The last specification against the purity of David's Jahvism that I shall notice is, that it is grossly superstitious. "On the authority of priests and prophets," says Kuenen (O., p. 267), " he assumes that famine and pestilence are manifestations of Jahveh's wrath against sins of Saul, or of his own." Similarly, Reuss (p. 186): "This pure and attractive insight into religious duty, this renunciation of ritual formalism, which express themselves in the Psalms, are they in accord with the superstition of the robber chieftain who seeks counsel of the soothsayers before he sets out on his adventures?" As the contrast here reasoned from is not that between David's religion and his freebooting life, but between his alleged dependence on external ritual acts, his faith in prophets and oracles, and his view of natural calamities as divinely sent chastisements on the one hand, and the pure Jahvism of the Psalms on the other, no lengthy discussion is called for.

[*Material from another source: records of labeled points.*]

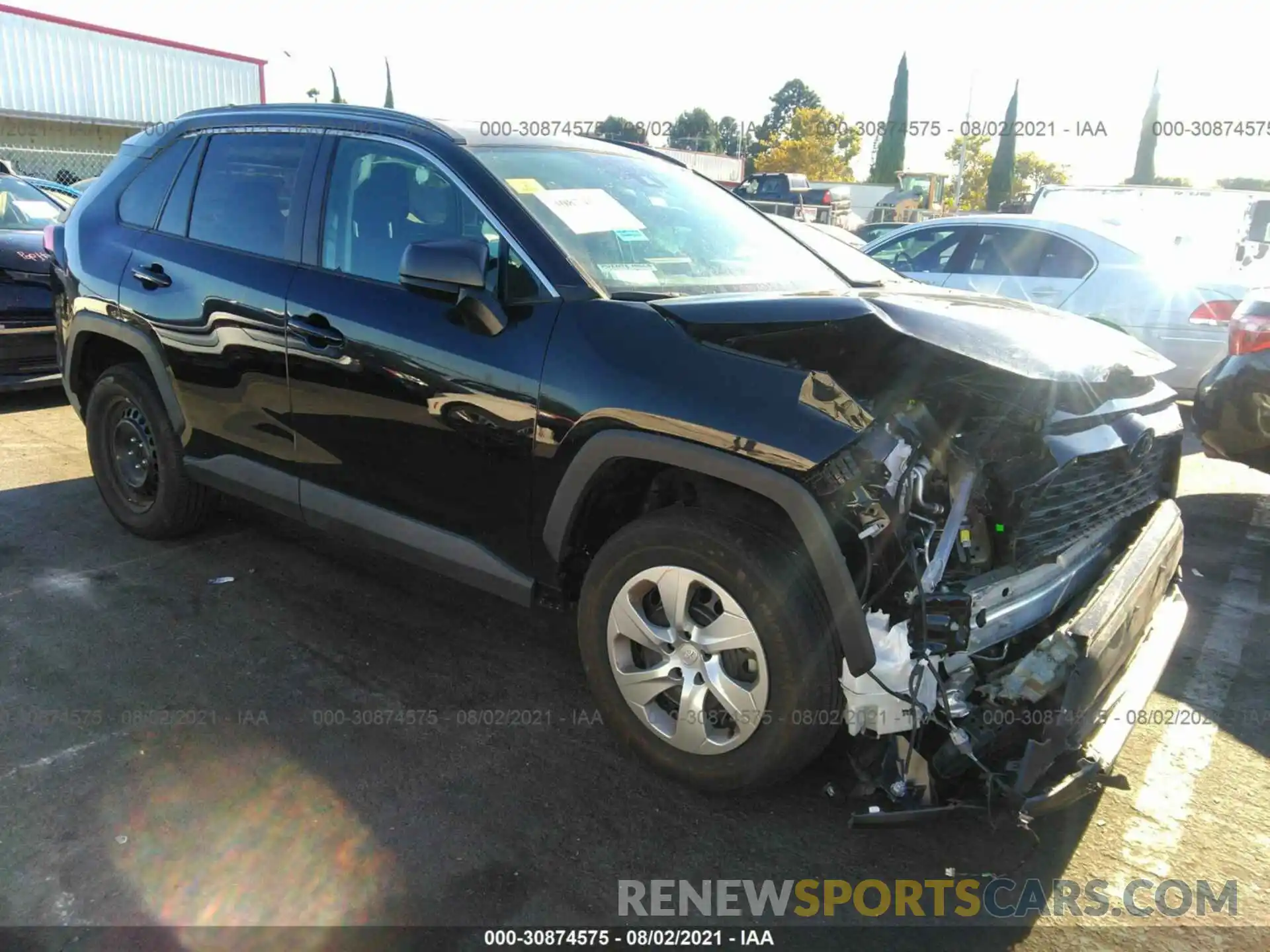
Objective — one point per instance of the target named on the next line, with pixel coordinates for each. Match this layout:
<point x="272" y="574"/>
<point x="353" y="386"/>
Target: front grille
<point x="1087" y="494"/>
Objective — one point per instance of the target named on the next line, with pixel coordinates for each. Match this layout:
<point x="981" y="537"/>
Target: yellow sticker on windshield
<point x="526" y="187"/>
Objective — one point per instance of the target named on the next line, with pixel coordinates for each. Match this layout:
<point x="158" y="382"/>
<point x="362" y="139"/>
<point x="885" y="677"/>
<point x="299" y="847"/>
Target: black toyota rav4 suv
<point x="788" y="493"/>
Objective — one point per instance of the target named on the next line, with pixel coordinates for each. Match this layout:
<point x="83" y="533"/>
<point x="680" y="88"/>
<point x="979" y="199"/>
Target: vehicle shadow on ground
<point x="26" y="400"/>
<point x="487" y="824"/>
<point x="1223" y="557"/>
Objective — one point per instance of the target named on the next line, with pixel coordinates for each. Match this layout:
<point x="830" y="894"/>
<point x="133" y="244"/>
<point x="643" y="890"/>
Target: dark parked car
<point x="781" y="499"/>
<point x="868" y="233"/>
<point x="27" y="354"/>
<point x="1232" y="403"/>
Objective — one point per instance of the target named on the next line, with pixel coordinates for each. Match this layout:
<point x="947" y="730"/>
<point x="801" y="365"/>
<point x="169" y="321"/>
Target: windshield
<point x="23" y="206"/>
<point x="640" y="225"/>
<point x="855" y="266"/>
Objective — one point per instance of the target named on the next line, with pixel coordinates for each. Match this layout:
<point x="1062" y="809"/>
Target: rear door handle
<point x="151" y="277"/>
<point x="320" y="335"/>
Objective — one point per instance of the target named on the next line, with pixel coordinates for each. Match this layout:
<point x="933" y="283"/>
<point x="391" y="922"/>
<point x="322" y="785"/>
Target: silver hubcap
<point x="687" y="660"/>
<point x="132" y="456"/>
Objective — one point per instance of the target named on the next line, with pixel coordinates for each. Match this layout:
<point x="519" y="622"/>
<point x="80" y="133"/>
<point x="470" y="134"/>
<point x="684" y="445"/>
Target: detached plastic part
<point x="869" y="705"/>
<point x="1042" y="670"/>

If every poet has always lived on the level of his highest inspirations, the world has had a great many more perfect men in it than is usually supposed. It is possible, therefore, that some of those psalmists, who in moments of exaltation least valued ritualism, nevertheless occasionally used it when they found themselves in more every-day moods. Indeed, something of regard for ritual observances is not wanting in the Psalter itself. Thus in Psalm xx. the poet

says:

"Jahveh answer thee in the day of trouble,

Send thee help from the sanctuary
And uphold thee from out of Sion;
Remember all thine offerings,

And find thy burnt sacrifice fat."

And in Psalm lxvi. 13-15 we read:

"I will go into thy house with burnt-offerings ;

I will render unto thee my vows,

Such as escaped from my lips,

And my mouth did utter, when I was in straits.
Burnt-offerings of fatlings will I offer unto thee
With the sweet savour of rams;

I will sacrifice bullocks with goats."

And if none who looked upon such calamities as famine and pestilence as punishments for sin, or placed faith in prophets and oracles, could write any of the Psalms, I confess I cannot see in what period of Israel

1 The quotations here and further on are from Cheyne's verson, except that twice Jahveh is substituted for Jehovah.